Bow-Bow Theory disebut juga sebagai onomatopoetic atau Echoic Theory. Menurut teori ini
kata-kata yang lahir merupakan tiruan terhadap suara guntur, angin, ombak, air sungai, suara
kokok ayam, atau bunyi itik. Max Muller kemudian membantah teori ini karena menurutnya
teori ini hanya berlaku bagi kokok ayam dan itik sementara komunikasi bahasa lebih banyak
terjadi di luar kandang.

e. Gesture Theory / Teori Isyarat.

Menurut Gesture Theory, isyarat mendahului ujaran. Pendukung teori ini mengambil contoh
penggunaan bahasa isyarat yang dipakai oleh suku Indian di Amerika Utara yang berkomunikasi
dengan suku-suku yang tidak satu bahasa. Namun menurut Darwin, isyarat tidak dapat dipakai
dalam semua keadaan misalnya kita tidak bisa berisyarat di tempat gelap atau saat kedua tangan
memegang sesuatu.

Teori Isyarat, teori ini menganggap bahwa bahasa manusia bermula dari isyarat-isyarat yang
digunakan oleh manusia primitif yang menciptakan bahasa. Itu berarti isyaratlah yang lebih
dahulu ada dibandingkan bahasa. Para pendukung teori ini menunjukkan penggunaan isyarat
oleh berbagai binatang, dan juga sistem isyarat yang digunakan oleh orang-orang primitif.
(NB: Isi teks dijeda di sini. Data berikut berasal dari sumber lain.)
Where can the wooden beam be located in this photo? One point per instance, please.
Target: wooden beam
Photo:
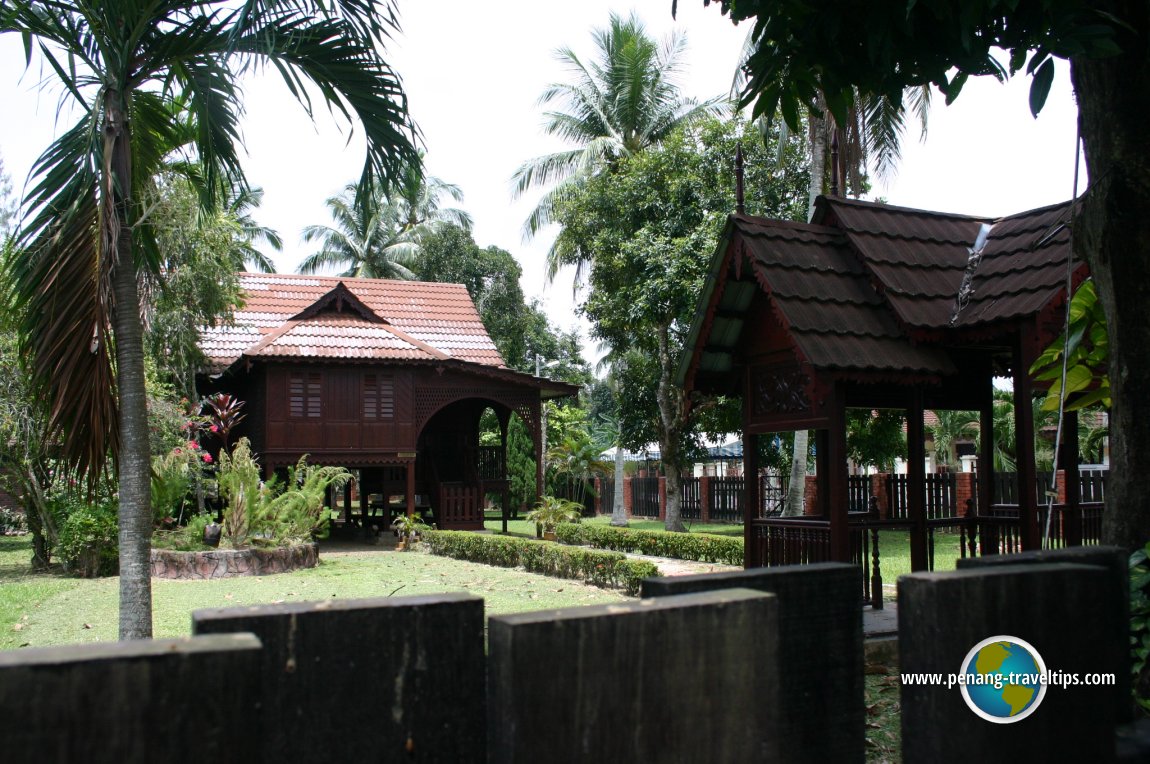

Salah
satu contoh adalah bahasa isyarat yang dipakai oleh suku Indian di Amerika Utara sewaktu
mereka berkomunikasi dengan sukusuku yang tidak sebahasa dengannya. Namun, menurut
Darwin, walaupun isyarat itu dipergunakan dalam berkomunikasi, dalam beberapa hal isyarat
tidak dapat digunakan, umpamanya orang tidak dapat memberikan isyarat di tempat gelap, atau
kalau kedua tangan telah memegang benda tertentu, atau kalau yang diajak berkomunikasi tidak
melihat isyarat atau kalau orang yang diajak berkomunikasi itu buta. Isyarat yang digunakan oleh
manusia dapat dikelompokkan menjadi tiga jenis, yaitu :

(1) gerakan mimetik berupa gerakan-gerakan atau ekspresi wajah seseorang untuk menyatakan
emosi atau pun perasaan,

(2) gerakan pantomimetik berupa gerakan-gerakan tubuh, dan

(3) gerakan artikulatis, beruapa gerakan alat-alat ucap manusia. Isyarat artikulatoris inilah yang
menjadi cikal bakal bahasa manusia sekarang ini. Gerakan artikulatoris ini dipakai karena adanya
keadaan seperti di atas (tempat gelap, tangan berisi barang, orang tidak melihat isyarat atau
buta). Keterbatasan isyarat mimetik dan pantomimetik inilah yang mendorong digunakan isyarat
artikulatoris berupa bahasa lisan. Inilah alasan teori isyarat lisan atau oral tersebut mengenai
asal-usul bahasa.

2. Menurut Pendekatan Modern

Menurut pendekatan modern, manusia dilahirkan sempurna dengan perlengkapan fisik untuk
berbicara. Otto Jespersen mengungkapkan bahwa ada persamaan perkembangan antara bahasa
bayi dengan manusia primitif. Bahasa primitif hampir tak memiliki arti serupa dengan ucapan-
ucapan bayi. Lama-kelamaan ucapan-ucapan tersebut berkembang menjadi sempurna

Suhardi. 2012. Pengantar Linguistik Umum. Yogyakarta: Ar-Ruzz Media.